Hier geht es aber vor allen Dingen darum, die Häuser an den heutigen Standard anzupassen bzw. den ursprünglichen Zustand wieder herszustellen.

Fachmann zu Rate ziehen
Bei einer Altbausanierung sollte vor der Planung der durchzuführenden Maßnahmen zunächst eine gründliche Bestandsaufnahme des Objektes erfolgen. Dazu gehören auf jeden Fall eine Überprüfung der Stabilität der Fundamente und eine Prüfung der Feuchtigkeitssperren in den Grundmauern. Bei der Begehung sollte festgestellt werden, ob sich im Mauerwerk Risse zeigen oder Schimmelspuren zu finden sind. Der Sachverständige erkennt schnell, wo eventuelle Schwachstellen eines Hauses liegen. Feuchte Wände, Hausschwamm oder Ungeziefer, nasse Keller und veraltete Haus- oder Sanitärtechnik sind nur einige der Risiken.

Unter Einbeziehung eines fachkundigen Zimmerers sollte die tragende Dachkonstruktion, die Treppen und Fußböden zumindest einer Sichtprüfung unterzogen werden. Auch Türen und Fenster sollten genauer angeschaut werden, ob eine Reparatur ausreichend ist oder sie ausgetauscht werden müssen.

Architekt für die Koordination
Entscheidet sich der Hausherr für die Sanierung, sollte am besten ein Architekt die Koordination der künftigen Baustelle in die Hand nehmen. Das hat den Vorteil, dass bei ihm alle Fäden zusammenlaufen und die Sanierung wie gewünscht gelingt. Darüber hinaus weiß der Architekt welche Behörden bei genehmigungspflichtigen Maßnahmen informiert werden müssen.

Fehler durch Profis vermeiden
Fachwissen ist auch unerlässlich, wenn es darum geht, die Reihenfolge der Sanierungsarbeiten festzulegen. Hier sollte man unterscheiden zwischen Arbeiten, die den Wert des Hauses erhalten, und solchen, die seinen Wert steigern. Alles, was an dem Haus weitere Schäden verursachen könnte wie ein undichtes Dach und bröckeliger Putz, durch den die Feuchtigkeit dringt, sollte unverzüglich in Ordnung gebracht werden.
Wer ein Dach neu eindecken muss, sollte gleich an eine Isolierung denken. Es ist immer sinnvoll, erst zu dämmen und dann die neue Heizung einzubauen, die dann entsprechend geringer dimensioniert ausfallen kann als bei einem ungedämmten Haus.
Auch die Fassade zu dämmen, ohne die Fenster auszutauschen, kann zu Mängeln führen.

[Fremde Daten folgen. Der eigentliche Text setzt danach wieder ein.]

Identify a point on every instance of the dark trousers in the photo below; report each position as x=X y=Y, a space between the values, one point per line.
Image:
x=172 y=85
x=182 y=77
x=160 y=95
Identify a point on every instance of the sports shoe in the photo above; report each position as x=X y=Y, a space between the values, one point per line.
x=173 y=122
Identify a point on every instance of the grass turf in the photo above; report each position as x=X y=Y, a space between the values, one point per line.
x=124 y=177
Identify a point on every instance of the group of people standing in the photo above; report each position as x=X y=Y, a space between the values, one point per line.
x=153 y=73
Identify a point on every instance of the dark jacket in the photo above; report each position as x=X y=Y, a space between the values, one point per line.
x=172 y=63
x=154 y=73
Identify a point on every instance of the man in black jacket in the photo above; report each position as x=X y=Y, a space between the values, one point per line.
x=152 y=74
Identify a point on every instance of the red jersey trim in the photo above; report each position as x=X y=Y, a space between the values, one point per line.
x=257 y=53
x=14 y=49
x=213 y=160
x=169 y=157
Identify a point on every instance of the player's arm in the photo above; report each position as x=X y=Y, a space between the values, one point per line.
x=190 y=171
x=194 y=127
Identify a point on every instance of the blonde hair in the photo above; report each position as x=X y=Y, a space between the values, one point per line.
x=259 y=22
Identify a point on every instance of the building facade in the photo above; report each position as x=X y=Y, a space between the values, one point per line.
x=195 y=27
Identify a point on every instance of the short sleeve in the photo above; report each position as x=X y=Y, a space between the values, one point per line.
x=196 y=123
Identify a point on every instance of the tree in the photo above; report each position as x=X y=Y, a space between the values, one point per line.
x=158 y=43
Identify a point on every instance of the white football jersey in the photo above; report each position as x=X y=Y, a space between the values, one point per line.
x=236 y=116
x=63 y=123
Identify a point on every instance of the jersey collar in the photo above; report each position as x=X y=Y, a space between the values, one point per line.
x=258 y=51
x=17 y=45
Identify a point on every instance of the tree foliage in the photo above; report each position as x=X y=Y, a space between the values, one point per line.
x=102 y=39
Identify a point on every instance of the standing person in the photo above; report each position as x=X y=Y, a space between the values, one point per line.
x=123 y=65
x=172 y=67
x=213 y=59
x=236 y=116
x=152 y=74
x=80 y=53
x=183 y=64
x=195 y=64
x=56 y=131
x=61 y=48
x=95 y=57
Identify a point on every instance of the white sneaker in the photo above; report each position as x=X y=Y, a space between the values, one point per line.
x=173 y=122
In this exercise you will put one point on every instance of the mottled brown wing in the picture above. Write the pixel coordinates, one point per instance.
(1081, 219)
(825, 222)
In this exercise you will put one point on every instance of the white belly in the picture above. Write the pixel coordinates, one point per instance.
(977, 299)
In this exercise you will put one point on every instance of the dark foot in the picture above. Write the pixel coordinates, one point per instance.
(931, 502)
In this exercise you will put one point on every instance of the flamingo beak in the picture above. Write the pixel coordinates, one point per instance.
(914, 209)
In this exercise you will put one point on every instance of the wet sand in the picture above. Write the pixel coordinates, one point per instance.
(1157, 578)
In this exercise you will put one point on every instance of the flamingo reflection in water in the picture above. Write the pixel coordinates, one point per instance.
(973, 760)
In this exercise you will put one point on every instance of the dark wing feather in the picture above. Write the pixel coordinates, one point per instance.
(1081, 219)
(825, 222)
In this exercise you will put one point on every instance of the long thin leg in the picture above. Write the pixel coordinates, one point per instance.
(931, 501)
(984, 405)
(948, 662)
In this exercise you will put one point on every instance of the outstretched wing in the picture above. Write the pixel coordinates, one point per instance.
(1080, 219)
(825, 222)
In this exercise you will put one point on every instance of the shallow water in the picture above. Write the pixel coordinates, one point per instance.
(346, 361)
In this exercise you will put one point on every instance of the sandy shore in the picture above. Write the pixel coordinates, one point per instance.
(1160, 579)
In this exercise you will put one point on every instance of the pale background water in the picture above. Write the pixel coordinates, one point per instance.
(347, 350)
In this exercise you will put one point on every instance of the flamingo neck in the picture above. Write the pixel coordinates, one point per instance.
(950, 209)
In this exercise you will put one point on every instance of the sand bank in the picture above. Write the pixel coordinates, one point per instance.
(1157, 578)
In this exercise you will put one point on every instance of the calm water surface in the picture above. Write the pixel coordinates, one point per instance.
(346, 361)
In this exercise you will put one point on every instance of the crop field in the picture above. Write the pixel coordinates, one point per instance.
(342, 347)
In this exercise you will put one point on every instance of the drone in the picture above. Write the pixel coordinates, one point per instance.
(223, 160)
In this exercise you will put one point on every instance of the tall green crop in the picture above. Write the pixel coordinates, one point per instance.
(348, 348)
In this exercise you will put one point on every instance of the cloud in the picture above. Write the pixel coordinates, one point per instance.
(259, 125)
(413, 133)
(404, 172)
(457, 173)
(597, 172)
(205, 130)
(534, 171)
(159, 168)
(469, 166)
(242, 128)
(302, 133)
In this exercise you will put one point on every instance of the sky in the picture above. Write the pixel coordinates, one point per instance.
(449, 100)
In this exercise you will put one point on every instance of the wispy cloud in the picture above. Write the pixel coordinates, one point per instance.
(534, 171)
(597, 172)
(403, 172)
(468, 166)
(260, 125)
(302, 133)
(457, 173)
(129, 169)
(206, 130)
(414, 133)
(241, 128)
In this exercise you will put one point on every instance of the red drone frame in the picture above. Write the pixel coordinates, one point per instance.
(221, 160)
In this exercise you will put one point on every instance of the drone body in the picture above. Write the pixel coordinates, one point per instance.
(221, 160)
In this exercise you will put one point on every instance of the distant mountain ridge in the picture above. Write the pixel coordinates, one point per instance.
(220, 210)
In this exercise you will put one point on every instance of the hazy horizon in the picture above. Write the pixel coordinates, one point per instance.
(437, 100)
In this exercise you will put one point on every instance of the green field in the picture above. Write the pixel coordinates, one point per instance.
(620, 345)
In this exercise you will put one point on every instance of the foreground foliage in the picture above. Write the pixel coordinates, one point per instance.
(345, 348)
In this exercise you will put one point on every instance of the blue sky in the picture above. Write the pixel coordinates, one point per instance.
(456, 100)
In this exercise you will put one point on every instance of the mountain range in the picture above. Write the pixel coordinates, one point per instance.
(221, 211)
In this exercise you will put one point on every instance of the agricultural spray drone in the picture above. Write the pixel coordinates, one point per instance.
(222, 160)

Selbst ist der Mann – aber in Maßen
Kleine Arbeiten wie Tapeten entfernen, streichen, Türen abschleifen oder Dielen reparieren kann man selbst machen:
Bei Dielenfußböden geben meistens die Federn zuerst auf. Das merkt man daran, dass sie die Dielenbretter beim Betreten durchbiegen oder quietschen. Dort kann man mit verschiedenen Nageltechniken oder speziellen Sanierschrauben Abhilfe schaffen. Marode Dielen müssen ausgetauscht werden.